1.1 The following capitalized terms shall have the meanings set
forth below for purposes of this Agreement:
"Allstate" shall have the meaning given to that term in paragraph C of
the recitals to this Agreement.
"Allstate Life" shall have the meaning given to that term in paragraph
C of the recitals to this Agreement.
"Amended and Restated Security Agreement" shall have the meaning given
to that term in paragraph G of the recitals to this Agreement.
"Applicable Law" shall mean all laws, rules and regulations applicable
to the person, conduct, transaction, covenant, document or contract in question,
including all applicable common law and equitable principles; all provisions of
all applicable state, federal and foreign constitutions, statutes, rules,
regulations and orders of government authorities; and all orders, judgments and
decrees of all courts and arbitrators.
"Credit Agreement" shall have the meaning given to that term in
paragraph F of the recitals to this Agreement.
"Discharge of the Guaranteed Obligations" means that all Commitments of
the Lenders to extend credit under the Credit Agreement have irrevocably expired
or been terminated and all Guaranteed Obligations have been fully, finally and
indefeasibly paid in cash.
"Existing Administrative Agent" shall have the meaning given to that
term in paragraph D of the recitals to this Agreement.
"Existing Collateral Agent" shall have the meaning given to that term
in paragraph D of the recitals to this Agreement.
"Existing Credit Agreement" shall have the meaning given to that term
in paragraph B of the recitals to this Agreement.
"Existing Credit Agreement Guarantee Agreements" shall have the meaning
given to that term in paragraph D of the recitals to this Agreement.
"Existing Credit Agreement Obligations" shall have the meaning given to
that term in paragraph D of the recitals to this Agreement.
"Existing Guarantors" shall have the meaning given to that term in
paragraph D of the recitals to this Agreement.
"Existing Lenders" shall have the meaning given to that term in
paragraph B of the recitals to this Agreement.
"Existing Note Agreement" shall have the meaning given to that term in
paragraph C of the recitals to this Agreement.
"Existing Note Agreement Obligations" shall have the meaning given to
that term in paragraph E of the recitals to this Agreement.
"Existing Note Guarantee Agreements" shall have the meaning given to
that term in paragraph E of the recitals to this Agreement.
"Existing Noteholders" shall have the meaning given to that term in
paragraph C of the recitals to this Agreement.
"Existing Notes" shall have the meaning given to that term in paragraph
C of the recitals to this Agreement.
"Existing Obligations" shall have the meaning given to that term in
paragraph F of the recitals to this Agreement.
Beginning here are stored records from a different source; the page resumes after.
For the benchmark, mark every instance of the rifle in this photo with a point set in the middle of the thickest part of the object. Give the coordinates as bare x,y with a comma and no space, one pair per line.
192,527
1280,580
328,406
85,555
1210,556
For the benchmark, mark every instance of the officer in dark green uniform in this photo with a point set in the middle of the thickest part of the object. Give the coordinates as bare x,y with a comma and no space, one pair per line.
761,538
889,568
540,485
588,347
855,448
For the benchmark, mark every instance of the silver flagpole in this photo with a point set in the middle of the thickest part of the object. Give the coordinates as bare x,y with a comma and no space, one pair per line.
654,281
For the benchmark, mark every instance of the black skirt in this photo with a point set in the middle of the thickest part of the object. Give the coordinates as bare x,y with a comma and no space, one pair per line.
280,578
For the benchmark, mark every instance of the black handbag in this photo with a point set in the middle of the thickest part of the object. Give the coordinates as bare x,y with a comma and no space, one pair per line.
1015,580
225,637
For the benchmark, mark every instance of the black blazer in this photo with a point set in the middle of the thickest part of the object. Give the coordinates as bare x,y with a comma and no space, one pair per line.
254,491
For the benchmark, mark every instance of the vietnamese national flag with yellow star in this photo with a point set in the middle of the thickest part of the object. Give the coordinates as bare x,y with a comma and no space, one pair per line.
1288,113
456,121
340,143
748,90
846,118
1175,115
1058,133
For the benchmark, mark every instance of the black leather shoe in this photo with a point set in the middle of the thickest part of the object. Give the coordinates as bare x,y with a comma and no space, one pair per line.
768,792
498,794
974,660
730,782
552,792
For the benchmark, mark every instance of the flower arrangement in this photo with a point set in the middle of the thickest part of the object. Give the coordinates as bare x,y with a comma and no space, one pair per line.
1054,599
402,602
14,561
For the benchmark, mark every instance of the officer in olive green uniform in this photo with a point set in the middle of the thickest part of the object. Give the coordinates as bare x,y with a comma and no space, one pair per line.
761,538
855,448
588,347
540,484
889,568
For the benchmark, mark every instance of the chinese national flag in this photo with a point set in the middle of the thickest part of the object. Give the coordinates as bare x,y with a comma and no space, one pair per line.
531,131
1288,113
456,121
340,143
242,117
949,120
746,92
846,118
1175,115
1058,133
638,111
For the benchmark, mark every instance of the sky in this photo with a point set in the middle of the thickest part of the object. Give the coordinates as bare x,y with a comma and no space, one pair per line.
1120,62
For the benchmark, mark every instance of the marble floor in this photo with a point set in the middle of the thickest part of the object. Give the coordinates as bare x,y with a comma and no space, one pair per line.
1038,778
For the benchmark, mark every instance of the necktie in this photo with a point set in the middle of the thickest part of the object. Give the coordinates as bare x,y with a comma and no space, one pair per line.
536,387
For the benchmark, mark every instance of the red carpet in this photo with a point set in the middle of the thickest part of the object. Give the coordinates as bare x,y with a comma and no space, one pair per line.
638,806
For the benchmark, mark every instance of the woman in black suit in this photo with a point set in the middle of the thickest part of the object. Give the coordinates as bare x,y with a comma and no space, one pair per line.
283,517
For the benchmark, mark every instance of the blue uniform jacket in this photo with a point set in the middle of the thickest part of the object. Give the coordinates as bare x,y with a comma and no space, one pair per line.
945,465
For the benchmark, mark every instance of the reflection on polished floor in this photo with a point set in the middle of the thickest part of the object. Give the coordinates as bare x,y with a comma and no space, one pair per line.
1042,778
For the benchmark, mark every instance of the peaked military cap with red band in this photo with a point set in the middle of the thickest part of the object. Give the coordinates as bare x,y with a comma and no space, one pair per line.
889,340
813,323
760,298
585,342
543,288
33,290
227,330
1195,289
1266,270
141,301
"Existing Standby L/C Issuers" shall have the meaning given to such
term in the Credit Agreement.
"Existing Standby L/Cs" shall have the meaning given to such term in
the Credit Agreement.
"Existing Subsidiary Guarantee Agreements" shall have the meaning given
to that term in paragraph E of the recitals to this Agreement.
"Guaranteed Obligations" means all debts, liabilities and obligations
of Borrower, whether now existing or hereafter incurred at any time or times,
direct or indirect, absolute or contingent, secured or unsecured, arising under
the Credit Agreement or any of the other Fundamental Documents, including
without limitation all principal, interest (including any interest that accrues
during the pendency of any Insolvency Proceeding, whether or not the Secured
Parties are authorized under the Bankruptcy Code (or other Applicable Law) to
collect such interest from the Borrower), payable in respect thereof, premiums,
commitment fees, up-front fees, agency fees, legal fees, other fees, charges,
expenses, indemnities and other amounts payable by the Borrower under the Credit
Agreement or any other Fundamental Document, and all late charges, penalties and
reasonable expenses of collection or enforcement or attempted collection or
enforcement thereof, including reasonable fees and disbursements of legal
counsel in connection therewith, whether within or apart from any legal action
or proceeding.
"Insolvency Proceeding" shall mean any action, case or proceeding
commenced by or against an entity, or any agreement of such entity, for (a) the
entry of an order for relief under any chapter of the Bankruptcy Code or other
insolvency or debt adjustment law (whether state, federal or foreign), (b) the
appointment of a receiver, trustee, liquidator or other custodian for such
entity or any part of its property, (c) an assignment or trust mortgage for the
benefit of creditors of such entity, or (d) except as permitted pursuant to the
terms of the Credit Agreement, the liquidation, dissolution or winding up of the
affairs of such entity, in each case, whether voluntary or involuntary, partial
or complete.
"Material Adverse Effect" shall have the meaning given to such term in
the Credit Agreement.
"Secured Parties" shall have the meaning given to such term in the
Credit Agreement.
"Security Documents" shall have the meaning given to such term in the
Credit Agreement.
1.2 Other capitalized terms used herein which are not otherwise
defined herein shall have the meanings given to such terms in the Credit
Agreement.
1.3 The definitions of terms herein shall apply equally to the
singular and plural forms of the terms defined. Whenever the context may
require, any pronoun shall include the corresponding masculine, feminine and
neuter forms. The words "include", "includes" and "including" shall be deemed to
be followed by the phrase "without limitation". The word "will" shall be
construed to have the same meaning and effect as the word "shall". Unless the
context requires otherwise (a) any definition of or reference to any agreement,
instrument or other document herein shall be construed as referring to such
agreement, instrument or other document as from time to time amended, amended
and restated, supplemented or otherwise modified (subject to any restrictions on
such amendments, amendments and restatements, supplements or modifications set
forth herein), (b) any reference herein to any Person shall be construed to
include such Person's successors and assigns, (c) the words "herein", "hereof"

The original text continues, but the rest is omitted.